The Opening of the Protestant Mind

How Anglo-American Protestants Embraced Religious Liberty

During the mid-17th century, Anglo-American Protestants described Native American ceremonies as savage devilry, Islamic teaching as violent chicanery, and Catholicism as repugnant superstition. By the mid-18th century, they would describe amicable debates between evangelical missionaries and Algonquian religious leaders about the moral appeal of Christianity, recount learned conversations between English merchants and Muslim scholars, and tell of encounters with hospitable and sincere priests in Catholic Canada and Europe.

What explains this poignant shift?

Using a variety of sources—travel narratives, dictionaries and encyclopaedias of the world’s religions, missionary tracts, and sermons, “The Opening of the Protestant Mind” traces a transformation in how English and colonial American Protestants described other religions during a crucial period of English colonization of North America.

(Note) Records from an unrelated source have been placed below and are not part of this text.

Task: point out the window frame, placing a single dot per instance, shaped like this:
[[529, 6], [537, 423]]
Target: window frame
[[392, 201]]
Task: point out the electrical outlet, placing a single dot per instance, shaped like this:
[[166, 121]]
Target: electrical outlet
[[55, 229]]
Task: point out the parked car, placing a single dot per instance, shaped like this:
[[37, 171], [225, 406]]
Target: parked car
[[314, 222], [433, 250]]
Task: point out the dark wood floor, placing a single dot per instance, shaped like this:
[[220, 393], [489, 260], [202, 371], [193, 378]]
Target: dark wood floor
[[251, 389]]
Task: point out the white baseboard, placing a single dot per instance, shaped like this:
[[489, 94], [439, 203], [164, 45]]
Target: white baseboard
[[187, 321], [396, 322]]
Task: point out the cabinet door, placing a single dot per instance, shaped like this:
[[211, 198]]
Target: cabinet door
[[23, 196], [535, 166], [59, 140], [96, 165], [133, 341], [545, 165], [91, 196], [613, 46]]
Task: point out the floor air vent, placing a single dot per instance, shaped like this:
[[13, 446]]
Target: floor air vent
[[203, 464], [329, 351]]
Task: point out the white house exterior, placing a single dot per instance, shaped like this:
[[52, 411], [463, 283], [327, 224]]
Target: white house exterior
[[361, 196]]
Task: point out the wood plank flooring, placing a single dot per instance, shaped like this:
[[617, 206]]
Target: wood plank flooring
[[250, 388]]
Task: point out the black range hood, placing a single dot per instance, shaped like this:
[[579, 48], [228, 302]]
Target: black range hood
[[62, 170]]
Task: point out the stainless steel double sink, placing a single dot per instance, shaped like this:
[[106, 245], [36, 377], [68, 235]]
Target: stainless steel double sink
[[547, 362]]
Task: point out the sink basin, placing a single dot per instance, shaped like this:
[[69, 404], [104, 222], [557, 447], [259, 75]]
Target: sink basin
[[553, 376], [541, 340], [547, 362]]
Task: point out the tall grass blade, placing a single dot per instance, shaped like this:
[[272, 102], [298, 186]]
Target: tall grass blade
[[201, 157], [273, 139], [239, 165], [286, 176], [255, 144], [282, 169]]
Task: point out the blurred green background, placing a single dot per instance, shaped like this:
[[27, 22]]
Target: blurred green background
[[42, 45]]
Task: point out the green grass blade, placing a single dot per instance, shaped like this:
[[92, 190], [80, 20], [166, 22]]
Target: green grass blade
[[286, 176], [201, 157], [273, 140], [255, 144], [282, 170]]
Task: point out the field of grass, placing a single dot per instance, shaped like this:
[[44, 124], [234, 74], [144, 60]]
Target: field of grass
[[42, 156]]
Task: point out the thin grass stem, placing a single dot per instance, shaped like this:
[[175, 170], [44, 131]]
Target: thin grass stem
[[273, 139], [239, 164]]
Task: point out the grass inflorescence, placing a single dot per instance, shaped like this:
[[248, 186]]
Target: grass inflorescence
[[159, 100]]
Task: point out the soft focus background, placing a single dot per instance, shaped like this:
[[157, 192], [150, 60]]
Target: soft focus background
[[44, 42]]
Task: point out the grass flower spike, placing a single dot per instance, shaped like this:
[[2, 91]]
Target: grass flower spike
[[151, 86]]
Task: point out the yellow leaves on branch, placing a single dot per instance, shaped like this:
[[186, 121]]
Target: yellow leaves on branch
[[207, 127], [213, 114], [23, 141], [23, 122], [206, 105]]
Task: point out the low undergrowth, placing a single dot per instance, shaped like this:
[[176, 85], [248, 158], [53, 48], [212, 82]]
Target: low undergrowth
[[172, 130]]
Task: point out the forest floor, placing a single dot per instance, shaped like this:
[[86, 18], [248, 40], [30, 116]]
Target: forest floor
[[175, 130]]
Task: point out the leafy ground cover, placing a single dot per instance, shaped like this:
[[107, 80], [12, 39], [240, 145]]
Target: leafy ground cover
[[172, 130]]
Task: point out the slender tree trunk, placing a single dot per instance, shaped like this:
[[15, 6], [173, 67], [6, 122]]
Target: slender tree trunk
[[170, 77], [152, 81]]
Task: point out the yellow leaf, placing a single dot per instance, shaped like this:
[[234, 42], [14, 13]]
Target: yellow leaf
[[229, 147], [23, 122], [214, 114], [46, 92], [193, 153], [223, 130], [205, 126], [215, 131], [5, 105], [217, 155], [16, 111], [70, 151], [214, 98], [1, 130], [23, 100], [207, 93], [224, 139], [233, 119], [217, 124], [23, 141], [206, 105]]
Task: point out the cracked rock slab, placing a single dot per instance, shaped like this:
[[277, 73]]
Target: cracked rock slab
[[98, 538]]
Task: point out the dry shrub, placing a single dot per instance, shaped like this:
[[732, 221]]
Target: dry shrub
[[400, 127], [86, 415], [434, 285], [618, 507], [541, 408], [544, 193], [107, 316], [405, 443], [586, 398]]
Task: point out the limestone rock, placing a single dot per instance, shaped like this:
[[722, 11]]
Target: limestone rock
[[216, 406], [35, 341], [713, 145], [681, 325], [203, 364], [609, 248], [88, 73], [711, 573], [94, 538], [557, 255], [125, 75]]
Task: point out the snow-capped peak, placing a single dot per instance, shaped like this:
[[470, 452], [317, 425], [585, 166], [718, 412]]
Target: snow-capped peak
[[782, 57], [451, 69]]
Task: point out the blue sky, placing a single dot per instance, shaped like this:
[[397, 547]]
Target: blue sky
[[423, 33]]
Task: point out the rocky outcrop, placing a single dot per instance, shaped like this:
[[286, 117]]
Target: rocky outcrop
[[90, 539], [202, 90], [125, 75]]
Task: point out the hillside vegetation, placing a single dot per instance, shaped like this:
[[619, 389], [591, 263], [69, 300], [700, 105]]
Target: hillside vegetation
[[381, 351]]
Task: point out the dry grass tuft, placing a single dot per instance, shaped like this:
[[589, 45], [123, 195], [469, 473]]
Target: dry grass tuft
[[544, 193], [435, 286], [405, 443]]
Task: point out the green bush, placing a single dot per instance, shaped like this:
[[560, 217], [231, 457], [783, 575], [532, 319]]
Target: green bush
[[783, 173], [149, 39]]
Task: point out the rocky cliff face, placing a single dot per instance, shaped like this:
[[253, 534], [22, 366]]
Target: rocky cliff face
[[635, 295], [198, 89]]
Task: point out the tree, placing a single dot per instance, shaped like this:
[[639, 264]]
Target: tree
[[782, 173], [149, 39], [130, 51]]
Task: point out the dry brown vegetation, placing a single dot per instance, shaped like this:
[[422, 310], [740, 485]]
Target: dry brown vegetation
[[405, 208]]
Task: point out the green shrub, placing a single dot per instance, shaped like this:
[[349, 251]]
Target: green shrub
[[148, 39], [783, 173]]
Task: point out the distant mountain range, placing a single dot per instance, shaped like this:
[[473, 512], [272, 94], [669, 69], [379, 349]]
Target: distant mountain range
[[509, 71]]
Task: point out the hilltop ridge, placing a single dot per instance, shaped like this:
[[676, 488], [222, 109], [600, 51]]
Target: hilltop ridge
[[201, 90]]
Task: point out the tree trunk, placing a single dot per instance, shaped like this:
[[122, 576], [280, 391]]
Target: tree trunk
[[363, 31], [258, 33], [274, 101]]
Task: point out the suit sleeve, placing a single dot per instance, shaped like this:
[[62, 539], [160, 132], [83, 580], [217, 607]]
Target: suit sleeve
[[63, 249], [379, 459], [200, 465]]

After the English Revolution of 1688 and the subsequent growth of the British empire, observers began to link Britain’s success to civic moral virtues, including religious toleration, rather than to any particular religious creed. Mark Valeri shows how a wide range of Protestants—including liberal Anglicans, Calvinist dissenters, deists, and evangelicals—began to see other religions not as entirely good or entirely bad, but as complex, and to evaluate them according to their commitment to religious liberty. In the view of these Protestants, varieties of religion that eschewed political power were laudable, while types of religion that combined priestly authority with political power were illegitimate. They also changed their evangelistic practices, jettisoning civilizing agendas in favor of reasoned persuasion.

Valeri neither valorizes Anglo-Protestants nor condemns them. Instead, he reveals the deep ambiguities in their ideas while showing how those ideas contained the seeds of modern religious liberty.

About the Author

Mark Valeri is the Reverend Priscilla Wood Neaves Distinguished Professor of Religion and Politics at Washington University in St. Louis. His book “Heavenly Merchandize: How Religion Shaped Commerce in Puritan America” received the 2011 Philip Schaff Prize from the American Society of Church History. He was a National Endowment for the Humanities fellow at the American Antiquarian Society and a Los Angeles Times Distinguished Fellow in the Culture of the Americas at the Huntington Library.